The loss of much of the Romans’ practical skill, especially their
administrative abilities, kept Europe from growing dominant worldwide until the
Renaissance. At that time, these more worldly values were reborn due to a
number of factors familiar to scholars (e.g., the fall of
Constantinople, the rise of science, the discovery of the Americas, etc.). Or
perhaps, in another more causally focused view, we could say that the Christian
way, which required every citizen to respect every other citizen, built Western
society’s levels of overall efficiency up to a critical mass that made the
flowering of Western civilization now called the Renaissance inevitable. The
new hybrid value system worked: Greek theoretical knowledge and Roman practical
skills in a Christian social milieu synthesized into a single, functioning
whole. (This synthesis is, arguably, most visible in the
societies whose cities formed the Hanseatic League.)
cities in the Hanseatic League (credit: Wikipedia)
It took over a thousand years for people whose lives focused on
worldly matters, instead of only on seeking salvation in the world after death,
to be seen as good Christian citizens in the community. Artists, architects,
even merchants, explorers and conquistadores finally could do what they had
always done, though now as ways of glorifying God. But in evolutionary terms, a
thousand years is almost nothing.
It is interesting to note the intricacies of the socio-historical
process. Even societies that seem to have reached equilibrium always contain a
few individuals who restlessly test their society’s accepted world view,
values, and morés. These people and their disciples are often the young, which suggests
adolescent revolt plays a vital role in the evolution of society. Teenagers
make us look at our values and, once in a while, we realize that one of those
values is due for overhaul or even retirement. Teenage revolt serves a larger
purpose in the evolutionary process of cultural change.

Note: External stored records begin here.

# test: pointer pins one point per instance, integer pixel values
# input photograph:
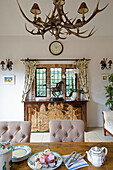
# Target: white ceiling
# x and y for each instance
(12, 22)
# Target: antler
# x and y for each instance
(58, 21)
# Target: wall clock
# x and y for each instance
(56, 48)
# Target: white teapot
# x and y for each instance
(97, 155)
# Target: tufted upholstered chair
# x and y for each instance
(14, 131)
(108, 122)
(66, 130)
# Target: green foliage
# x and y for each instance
(73, 90)
(109, 92)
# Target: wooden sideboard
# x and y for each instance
(40, 112)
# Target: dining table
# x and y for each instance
(66, 148)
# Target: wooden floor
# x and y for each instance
(92, 135)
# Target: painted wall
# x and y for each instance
(16, 43)
(18, 47)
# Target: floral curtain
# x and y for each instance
(30, 67)
(82, 65)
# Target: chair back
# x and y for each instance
(66, 130)
(15, 131)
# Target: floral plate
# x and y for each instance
(32, 159)
(20, 152)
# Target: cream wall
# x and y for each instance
(18, 47)
(16, 43)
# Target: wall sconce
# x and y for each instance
(7, 65)
(105, 64)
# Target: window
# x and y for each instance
(40, 82)
(55, 76)
(71, 82)
(47, 75)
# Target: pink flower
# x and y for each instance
(50, 157)
(42, 159)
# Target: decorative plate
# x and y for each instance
(5, 147)
(32, 159)
(20, 151)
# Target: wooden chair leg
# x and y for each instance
(104, 132)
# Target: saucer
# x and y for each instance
(20, 153)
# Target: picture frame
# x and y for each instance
(9, 79)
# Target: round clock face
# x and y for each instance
(56, 47)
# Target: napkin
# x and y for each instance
(78, 164)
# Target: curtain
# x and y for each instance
(82, 65)
(30, 67)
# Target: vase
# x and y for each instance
(74, 96)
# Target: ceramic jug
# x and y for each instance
(97, 155)
(5, 155)
(74, 96)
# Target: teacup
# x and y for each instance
(6, 155)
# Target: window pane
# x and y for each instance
(41, 90)
(56, 77)
(70, 81)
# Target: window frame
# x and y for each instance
(36, 81)
(54, 79)
(75, 80)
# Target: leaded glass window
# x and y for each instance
(55, 76)
(71, 82)
(40, 82)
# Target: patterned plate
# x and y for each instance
(31, 161)
(20, 151)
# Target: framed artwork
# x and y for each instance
(8, 79)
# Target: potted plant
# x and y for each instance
(109, 92)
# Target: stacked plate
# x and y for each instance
(20, 153)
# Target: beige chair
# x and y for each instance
(15, 131)
(108, 122)
(66, 131)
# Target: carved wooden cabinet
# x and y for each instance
(39, 113)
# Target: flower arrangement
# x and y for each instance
(73, 90)
(45, 159)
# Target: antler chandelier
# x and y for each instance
(58, 23)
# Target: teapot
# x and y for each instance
(97, 155)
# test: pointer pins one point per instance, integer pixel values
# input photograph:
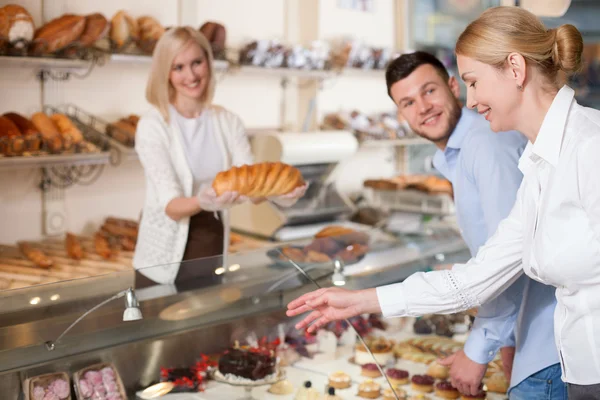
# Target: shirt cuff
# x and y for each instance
(480, 349)
(391, 300)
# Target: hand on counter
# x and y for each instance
(465, 374)
(209, 201)
(289, 199)
(332, 304)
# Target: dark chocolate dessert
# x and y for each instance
(253, 364)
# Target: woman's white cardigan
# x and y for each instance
(161, 240)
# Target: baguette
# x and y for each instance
(48, 130)
(69, 132)
(123, 29)
(259, 180)
(58, 33)
(102, 246)
(35, 255)
(73, 247)
(96, 28)
(16, 24)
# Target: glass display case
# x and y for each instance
(112, 322)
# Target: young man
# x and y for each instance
(483, 169)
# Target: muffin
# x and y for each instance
(370, 370)
(397, 376)
(445, 390)
(369, 389)
(422, 383)
(340, 380)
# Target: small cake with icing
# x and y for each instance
(281, 388)
(245, 363)
(422, 383)
(370, 370)
(369, 389)
(389, 395)
(445, 390)
(397, 376)
(340, 380)
(381, 349)
(307, 392)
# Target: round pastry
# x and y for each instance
(422, 383)
(381, 349)
(369, 389)
(497, 383)
(481, 395)
(397, 376)
(282, 388)
(445, 390)
(331, 395)
(389, 395)
(340, 380)
(438, 371)
(370, 370)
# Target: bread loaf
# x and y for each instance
(216, 35)
(25, 126)
(258, 180)
(69, 132)
(35, 255)
(346, 236)
(73, 246)
(16, 25)
(8, 128)
(58, 33)
(49, 131)
(96, 28)
(123, 29)
(11, 141)
(102, 246)
(150, 31)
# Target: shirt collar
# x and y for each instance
(549, 139)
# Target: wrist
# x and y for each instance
(369, 303)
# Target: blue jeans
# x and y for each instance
(543, 385)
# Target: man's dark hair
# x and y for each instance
(406, 64)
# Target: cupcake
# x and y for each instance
(282, 388)
(370, 370)
(422, 383)
(445, 390)
(397, 376)
(340, 380)
(389, 395)
(369, 389)
(438, 371)
(331, 395)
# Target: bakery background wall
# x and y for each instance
(117, 89)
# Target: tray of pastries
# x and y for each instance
(331, 243)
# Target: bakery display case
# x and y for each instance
(75, 326)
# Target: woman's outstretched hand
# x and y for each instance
(332, 304)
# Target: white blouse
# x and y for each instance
(552, 234)
(201, 147)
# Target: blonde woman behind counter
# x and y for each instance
(182, 143)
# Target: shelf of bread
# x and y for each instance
(427, 194)
(52, 137)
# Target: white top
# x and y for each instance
(159, 144)
(201, 147)
(552, 234)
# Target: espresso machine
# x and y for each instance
(315, 154)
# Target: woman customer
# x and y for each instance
(512, 65)
(182, 143)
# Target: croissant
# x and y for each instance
(259, 180)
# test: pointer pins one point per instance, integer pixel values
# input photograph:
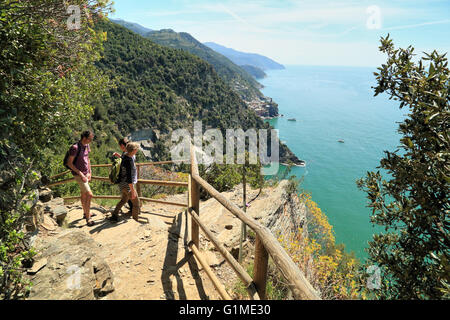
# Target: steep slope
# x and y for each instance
(164, 88)
(239, 79)
(242, 58)
(135, 27)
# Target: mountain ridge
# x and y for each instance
(243, 58)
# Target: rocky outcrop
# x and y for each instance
(70, 269)
(274, 208)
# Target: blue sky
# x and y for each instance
(320, 32)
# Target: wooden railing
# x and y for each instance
(138, 186)
(266, 244)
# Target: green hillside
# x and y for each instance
(238, 78)
(162, 88)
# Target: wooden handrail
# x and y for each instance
(266, 244)
(297, 282)
(240, 271)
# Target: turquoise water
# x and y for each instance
(329, 104)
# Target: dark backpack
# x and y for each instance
(66, 158)
(114, 174)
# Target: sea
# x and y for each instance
(331, 104)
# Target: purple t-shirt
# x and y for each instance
(82, 162)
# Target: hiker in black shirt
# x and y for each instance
(123, 146)
(128, 180)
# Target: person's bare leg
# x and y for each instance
(89, 196)
(84, 205)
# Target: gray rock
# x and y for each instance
(59, 213)
(74, 269)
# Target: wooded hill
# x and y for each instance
(163, 88)
(243, 83)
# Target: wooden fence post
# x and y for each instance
(138, 185)
(260, 268)
(195, 201)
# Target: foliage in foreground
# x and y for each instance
(47, 85)
(413, 206)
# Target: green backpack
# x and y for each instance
(114, 174)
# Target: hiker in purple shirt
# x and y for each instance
(81, 169)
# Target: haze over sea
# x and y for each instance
(330, 104)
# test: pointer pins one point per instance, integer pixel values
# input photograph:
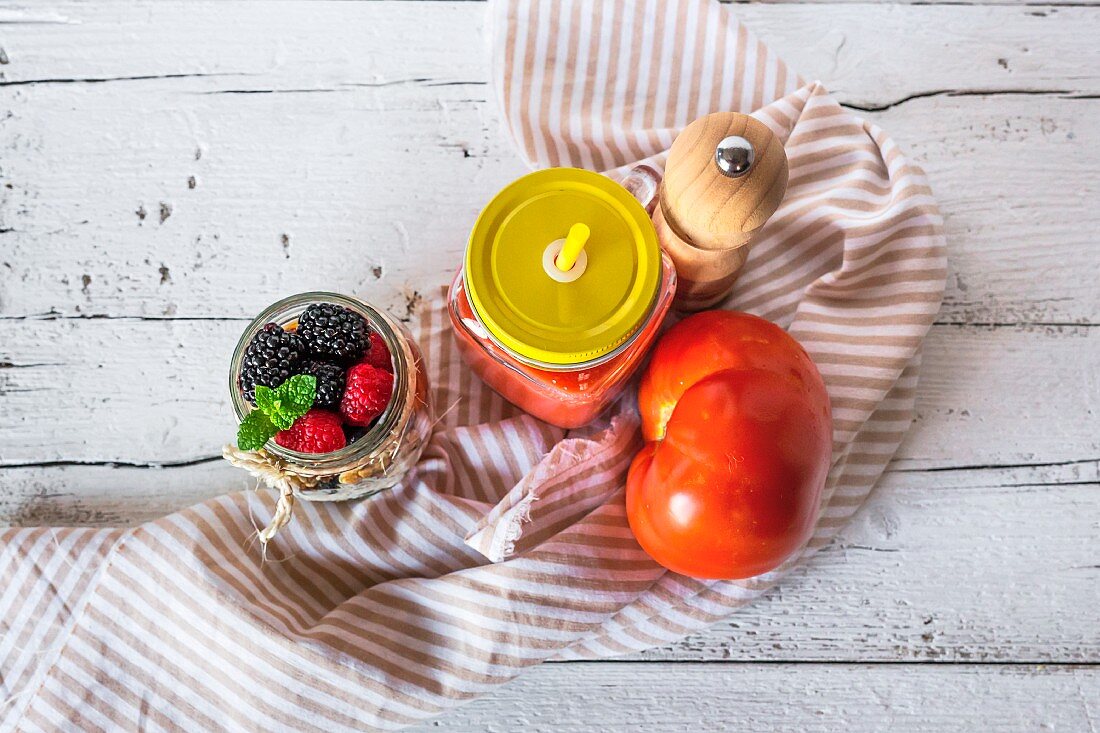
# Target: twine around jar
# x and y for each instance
(273, 472)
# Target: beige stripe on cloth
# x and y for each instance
(509, 545)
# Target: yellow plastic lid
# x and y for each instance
(549, 317)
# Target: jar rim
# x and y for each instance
(580, 364)
(283, 312)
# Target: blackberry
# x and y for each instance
(330, 383)
(271, 358)
(332, 332)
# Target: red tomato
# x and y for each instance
(738, 435)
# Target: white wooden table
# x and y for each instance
(168, 168)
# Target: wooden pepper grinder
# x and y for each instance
(725, 176)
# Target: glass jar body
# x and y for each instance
(377, 459)
(569, 396)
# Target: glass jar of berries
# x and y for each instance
(370, 415)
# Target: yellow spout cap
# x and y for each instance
(575, 240)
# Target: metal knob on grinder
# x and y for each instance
(725, 176)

However, it’s more important to understand that many people in the
rest of society see these new thinkers and their followers as delinquents, and
only a very few see them as valuable. It is even more important to see that the
numbers involved on each side don’t matter. What does matter is, first, whether
the new thinkers’ ideas attract at least a few followers and, second, whether
the ideas work, which is to say, whether the followers then live better,
healthier, happier lives than the rest of the society.